Case Name: In the Matter of American Premier Underwriters, Inc., Respondent, v. Herbert B. Abelow et al., Appellants, et al., Respondent
Court: New York Supreme Court, Appellate Division
Jurisdiction: New York
Decision Date: 2008-09-25
Citations: 54 A.D.3d 638
Docket Number: 
Parties: In the Matter of American Premier Underwriters, Inc., Respondent, v Herbert B. Abelow et al., Appellants, et al., Respondent.
Judges: 
Reporter: Appellate Division Reports
Volume: 54
Pages: 638–638

Head Matter:
In the Matter of American Premier Underwriters, Inc., Respondent, v Herbert B. Abelow et al., Appellants, et al., Respondent.
[864 NYS2d 19]

Opinion:
Order and judgment (one paper), Supreme Court, New York County (Helen E. Freedman, J.), entered July 31, 2007, insofar as appealed from as limited by the briefs, granting the petition and declaring the share price offered to the dissenting shareholders fair and that respondent Stanley Lane is not entitled to compensation for his shares, unanimously modified, on the law and the facts, to the extent of declaring Lane entitled to compensation, and otherwise affirmed, without costs.

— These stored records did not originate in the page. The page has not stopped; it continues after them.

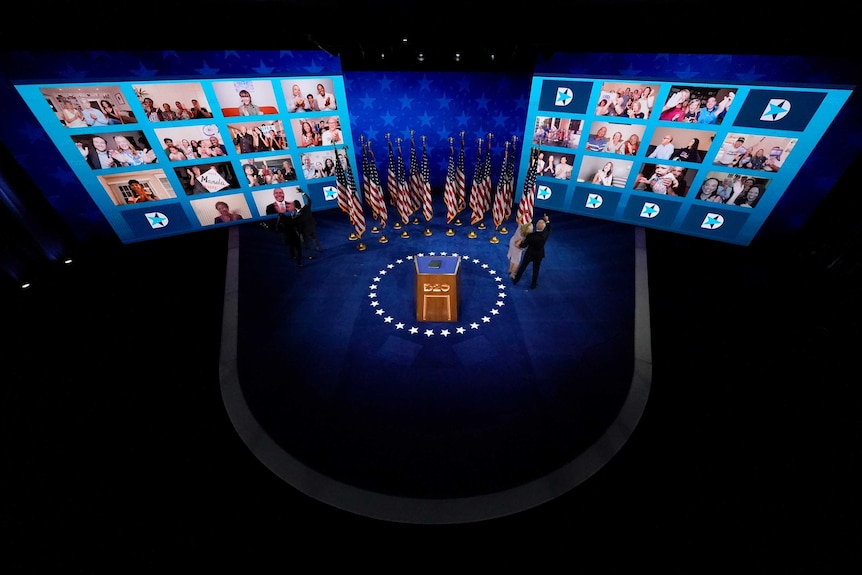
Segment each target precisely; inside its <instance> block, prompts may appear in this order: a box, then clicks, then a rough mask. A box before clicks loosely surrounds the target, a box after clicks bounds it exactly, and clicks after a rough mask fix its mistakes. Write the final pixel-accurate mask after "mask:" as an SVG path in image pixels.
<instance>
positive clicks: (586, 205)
mask: <svg viewBox="0 0 862 575" xmlns="http://www.w3.org/2000/svg"><path fill="white" fill-rule="evenodd" d="M602 202H604V200H603V199H602V197H601V196H600V195H599V194H587V203H586V204H585V207H587V208H589V209H591V210H594V209H596V208H598V207H601V205H602Z"/></svg>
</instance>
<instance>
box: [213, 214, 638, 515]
mask: <svg viewBox="0 0 862 575" xmlns="http://www.w3.org/2000/svg"><path fill="white" fill-rule="evenodd" d="M634 241H635V248H634V249H635V255H634V261H635V268H636V269H635V274H634V277H635V304H634V314H635V317H634V338H635V341H634V354H635V357H634V362H633V373H632V379H631V384H630V387H629V390H628V393H627V396H626V399H625V401H624V402H623V404H622V406H621V409H620V411H619V413H618V415H617V417H616V419H615V420H614V421H613V422H612V424H611V425H609V426H608V428H607V429H606V430H605V432H604V433H603V434H602V435H601V436H600V437H599V438H598V440H596V441H595V442H594V443H593V444H592V445H591V446H590V447H589V448H587V449H585V450H584V451H582V452H581V453H580V454H579V455H577V456H576V457H575V458H574V459H572V460H571V461H570V462H568V463H567V464H565V465H562V466H561V467H559V468H558V469H556V470H555V471H553V472H551V473H549V474H547V475H544V476H542V477H540V478H537V479H535V480H533V481H529V482H527V483H525V484H523V485H520V486H517V487H514V488H510V489H504V490H501V491H499V492H496V493H490V494H483V495H478V496H470V497H462V498H450V499H420V498H409V497H397V496H391V495H387V494H383V493H377V492H373V491H369V490H364V489H359V488H356V487H354V486H351V485H348V484H345V483H343V482H341V481H337V480H334V479H333V478H331V477H328V476H326V475H323V474H321V473H319V472H317V471H315V470H314V469H311V468H310V467H308V466H307V465H305V464H303V463H302V462H301V461H299V460H298V459H296V458H295V457H293V456H291V454H290V453H288V452H286V451H285V450H284V449H283V448H282V447H281V446H279V445H278V443H277V442H276V441H275V440H274V439H273V438H272V437H270V436H269V435H268V434H267V432H266V431H265V430H264V429H263V427H262V426H261V425H260V423H259V422H258V421H257V420H256V419H255V417H254V415H253V414H252V411H251V409H250V408H249V405H248V403H247V402H246V399H245V397H244V395H243V391H242V387H241V385H240V378H239V368H238V329H237V327H238V313H239V229H238V228H237V227H234V228H232V229H231V230H230V233H229V243H228V257H227V268H226V277H225V280H226V281H225V294H224V313H223V323H222V336H221V355H220V362H219V363H220V365H219V377H220V385H221V393H222V398H223V401H224V405H225V408H226V410H227V413H228V416H229V418H230V420H231V422H232V424H233V426H234V427H235V429H236V431H237V433H238V434H239V436H240V438H241V439H242V440H243V442H244V443H245V444H246V446H247V447H248V448H249V449H250V450H251V451H252V453H254V455H255V457H257V458H258V459H259V460H260V461H261V462H262V463H263V464H264V465H265V466H266V467H267V468H269V469H270V470H271V471H272V472H273V473H275V474H276V475H277V476H278V477H279V478H281V479H282V480H284V481H285V482H287V483H288V484H289V485H291V486H293V487H294V488H296V489H297V490H299V491H300V492H302V493H304V494H305V495H307V496H309V497H311V498H313V499H316V500H318V501H321V502H323V503H325V504H328V505H331V506H333V507H336V508H339V509H342V510H345V511H348V512H351V513H355V514H358V515H361V516H365V517H369V518H374V519H380V520H385V521H392V522H401V523H413V524H455V523H469V522H476V521H483V520H488V519H493V518H497V517H502V516H506V515H512V514H516V513H519V512H522V511H525V510H527V509H530V508H533V507H536V506H538V505H541V504H544V503H547V502H549V501H551V500H552V499H554V498H556V497H559V496H560V495H562V494H564V493H566V492H568V491H570V490H572V489H573V488H575V487H576V486H578V485H579V484H581V483H582V482H584V481H585V480H586V479H587V478H589V477H590V476H591V475H593V474H594V473H596V472H597V471H598V470H599V469H601V468H602V467H603V466H604V465H605V464H606V463H607V462H609V461H610V460H611V458H612V457H613V456H614V455H615V454H616V453H617V452H618V451H619V450H620V449H621V448H622V446H623V445H624V444H625V442H626V441H627V440H628V438H629V437H630V436H631V434H632V433H633V432H634V429H635V428H636V426H637V424H638V422H639V421H640V418H641V416H642V414H643V411H644V409H645V407H646V403H647V398H648V396H649V391H650V384H651V378H652V348H651V339H650V338H651V336H650V317H649V288H648V274H647V256H646V246H645V237H644V230H643V228H634Z"/></svg>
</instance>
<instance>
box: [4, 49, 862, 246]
mask: <svg viewBox="0 0 862 575" xmlns="http://www.w3.org/2000/svg"><path fill="white" fill-rule="evenodd" d="M0 62H2V72H3V75H4V78H5V79H6V80H7V81H6V82H3V85H2V89H3V90H4V92H3V102H4V109H5V111H6V116H5V121H4V122H3V123H2V125H0V139H2V140H3V141H4V142H5V144H6V145H7V147H8V148H9V149H10V150H11V153H12V155H13V156H14V158H15V160H16V161H17V162H18V163H20V164H21V166H22V167H23V168H24V169H26V171H27V172H28V173H29V174H30V176H31V177H32V179H33V182H34V183H35V185H36V187H37V188H38V189H39V190H40V191H41V193H42V194H44V196H45V197H46V198H47V199H48V201H49V202H50V204H51V205H52V206H53V207H54V208H55V209H56V210H57V211H58V212H59V213H60V214H61V215H62V217H63V218H64V220H65V221H67V222H68V224H69V226H70V227H71V228H72V229H73V230H74V231H75V232H76V234H77V235H78V237H80V238H82V239H87V238H88V237H91V236H98V235H101V234H104V233H111V229H110V225H109V224H108V222H107V220H106V218H105V216H104V214H103V213H102V211H101V210H100V209H99V208H98V206H96V205H95V204H94V201H93V199H92V197H91V195H90V193H89V192H88V190H87V189H85V187H84V186H83V185H82V184H81V183H80V181H79V180H78V178H76V176H75V173H74V171H73V170H72V169H71V168H70V166H69V165H68V162H66V161H65V160H64V158H63V156H62V155H61V154H60V153H59V152H58V150H57V149H56V146H55V145H53V142H52V141H51V139H50V138H49V137H48V135H47V134H46V132H45V130H44V129H43V127H42V126H41V125H40V123H39V121H38V120H37V119H36V118H35V117H34V115H33V113H32V112H31V110H30V109H29V108H28V106H27V105H26V104H25V102H23V101H22V99H21V97H20V95H19V94H18V93H17V92H16V90H15V88H14V86H13V84H12V82H21V81H24V82H29V83H40V82H41V83H91V82H102V81H111V80H113V81H125V82H129V81H146V82H158V81H173V80H179V79H188V80H195V79H219V78H225V79H229V78H259V77H267V76H270V77H291V76H298V75H309V76H313V75H317V76H338V75H341V76H342V77H343V80H344V90H345V94H346V99H347V109H348V110H349V120H350V134H351V135H352V139H353V141H352V146H351V148H352V152H353V154H354V158H353V165H354V169H355V167H356V166H361V165H362V161H361V146H360V141H366V142H370V145H371V149H372V150H373V152H374V154H375V157H376V159H377V164H378V170H379V171H380V173H381V174H385V171H386V158H387V135H388V136H389V138H390V139H391V141H392V142H393V144H394V143H395V142H396V141H397V139H399V138H400V139H401V145H402V151H403V154H404V158H405V163H407V157H408V156H409V151H410V147H411V145H412V143H413V142H415V145H416V147H417V150H418V151H419V153H420V154H421V153H422V147H423V144H424V146H425V149H426V151H427V154H428V157H429V167H430V179H431V183H432V187H433V189H434V190H435V194H436V193H440V190H442V187H443V184H444V179H445V175H446V167H447V162H448V159H449V154H450V139H454V146H455V153H456V154H457V152H458V149H459V146H460V143H461V142H460V140H461V138H463V142H464V149H465V159H466V162H465V165H466V168H467V180H468V187H469V181H470V178H471V176H472V173H473V170H474V166H475V163H476V161H477V144H478V141H479V139H482V140H483V147H484V148H486V149H487V142H488V136H489V134H490V135H491V136H492V138H491V147H490V150H491V154H492V158H493V159H492V162H491V165H492V177H493V179H494V181H495V182H496V181H497V179H498V178H499V170H500V167H501V165H502V159H503V151H504V149H505V143H506V142H508V143H509V144H510V149H513V148H512V146H513V145H514V149H515V150H516V153H518V154H519V155H520V154H522V153H523V152H524V150H525V145H526V146H527V147H528V148H529V146H530V143H529V142H527V143H525V142H524V141H523V138H524V135H525V133H527V134H529V133H530V131H531V130H530V127H529V126H527V120H528V117H529V112H530V111H529V110H528V107H529V105H530V91H531V82H532V78H533V75H549V76H561V75H571V76H588V77H590V76H591V77H606V78H636V79H638V81H645V80H647V79H660V80H662V81H664V82H669V81H680V82H682V81H685V82H711V83H716V82H719V79H720V81H721V82H728V83H734V82H736V83H746V84H753V85H756V84H761V83H762V84H770V83H792V84H800V85H807V86H817V85H836V84H845V85H849V87H853V86H852V83H851V82H852V71H851V70H848V69H847V68H846V67H845V66H844V65H843V64H842V63H841V62H839V61H835V62H833V61H824V59H823V58H805V57H801V56H789V57H780V56H738V55H734V56H730V55H688V54H619V53H595V54H583V53H578V54H568V53H555V54H552V55H550V56H549V57H546V58H539V59H537V62H536V65H535V69H534V71H533V73H532V74H530V73H524V72H458V71H453V72H438V71H433V72H431V71H429V72H422V71H410V72H402V71H397V70H393V71H373V72H372V71H350V70H348V71H343V70H342V69H341V62H340V60H339V58H338V57H337V56H332V55H330V54H328V53H327V52H324V51H243V50H222V51H170V50H168V51H161V52H154V51H148V52H144V51H142V52H130V51H124V52H113V51H89V52H74V51H70V52H62V53H58V52H36V51H34V52H26V51H21V52H4V53H2V54H0ZM854 98H855V94H854V95H853V96H852V97H851V100H850V102H849V103H848V105H846V106H844V107H843V108H842V109H841V110H840V111H839V112H838V115H837V116H836V117H835V120H834V121H833V122H832V124H831V125H830V126H829V127H828V130H827V131H826V133H825V135H824V136H823V138H822V139H821V142H820V144H819V145H818V146H817V147H816V148H814V150H813V151H812V152H811V154H810V155H809V157H808V160H807V161H806V162H805V164H804V165H803V166H802V167H801V168H800V169H799V172H798V176H797V177H796V179H795V180H794V182H793V184H792V185H791V186H789V187H788V189H787V192H786V193H784V194H783V196H782V198H781V201H780V202H779V203H778V204H777V205H776V206H775V208H774V209H773V212H772V214H771V215H770V217H769V220H768V221H767V222H766V223H767V226H765V227H767V228H769V230H770V232H772V233H782V232H786V231H789V230H793V229H796V228H798V227H799V226H801V225H802V224H803V223H804V222H805V221H806V220H807V218H808V217H809V215H810V214H811V212H812V210H813V209H814V207H816V205H817V204H818V203H819V202H820V200H822V199H823V197H824V196H825V195H826V194H827V193H828V192H829V190H830V189H831V188H832V187H833V186H834V185H835V184H836V182H837V181H838V179H839V177H840V176H841V175H842V173H843V171H844V170H845V169H846V167H847V166H848V165H849V163H850V161H851V160H852V158H853V157H854V156H855V155H856V153H858V150H859V149H860V148H862V141H860V139H862V129H860V128H862V122H860V118H859V113H858V106H857V105H856V104H855V103H854V101H855V100H854ZM411 138H412V140H411ZM836 141H838V142H841V143H842V145H841V146H829V145H824V142H826V143H828V142H836ZM348 144H350V142H348ZM516 165H517V164H516ZM523 170H524V165H523V163H521V164H520V165H519V169H518V171H519V172H523ZM356 172H357V175H359V174H361V172H360V171H359V170H356ZM516 177H520V178H523V174H518V173H516ZM519 181H523V180H522V179H521V180H519ZM800 182H803V183H800ZM803 188H804V189H803ZM516 193H520V190H516ZM321 203H323V202H321Z"/></svg>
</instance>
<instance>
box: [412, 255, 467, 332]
mask: <svg viewBox="0 0 862 575" xmlns="http://www.w3.org/2000/svg"><path fill="white" fill-rule="evenodd" d="M415 263H416V321H444V322H452V321H458V307H459V304H460V291H461V289H460V288H461V256H416V258H415Z"/></svg>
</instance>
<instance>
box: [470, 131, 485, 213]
mask: <svg viewBox="0 0 862 575" xmlns="http://www.w3.org/2000/svg"><path fill="white" fill-rule="evenodd" d="M484 178H485V166H484V164H483V163H482V138H479V146H478V148H477V150H476V167H475V169H474V170H473V184H472V185H471V186H470V209H471V210H472V211H473V217H472V218H471V219H470V223H471V224H475V223H477V222H480V221H482V217H483V215H484V210H483V209H482V186H483V185H484V184H483V180H484Z"/></svg>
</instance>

In this post-merger proceeding to fix the fair value of the shares of the acquired company pursuant to Business Corporation Law § 623, the court properly exercised its discretion in finding the price fair based on its acceptance of petitioner's and rejection of respondents' expert opinions (see Matter of Cawley v SCM Corp., 72 NY2d 465, 470 [1988]). The court correctly found that certain assets were properly not considered in valuing the acquired entity, that the discount rate applied by petitioner's expert was fair and that respondents' expert's methodology was flawed in several respects. Neither the 1994 grant to the Metropolitan Transportation Authority of an option to purchase Grand Central Terminal and other property it subleased nor a 2006 agreement to sell certain assets to take effect immediately after the merger breached the 1873 ground lease between petitioner and the acquired entity whose shares were the subject of the valuation proceeding. Moreover, even if arguendo these were breaches, they did not warrant termination of the lease so as to trigger petitioner's obligation to pay the acquired entity the proceeds for assets sold over the years and to include such payment in the valuation.
However, we find that respondent Lane should have been accorded rights as a dissenting minority shareholder. The record does not show that petitioner requested proof of beneficial ownership of his shares despite ample opportunity to do so, and the only ground asserted in its letter to this respondent and in the petition was that he was not an owner of record.
We have considered respondents' other contentions and find them unavailing. Concur—Tom, J.P., Mazzarelli, Friedman, Williams and Moskowitz, JJ. [See 2007 NY Slip Op 32330(U).]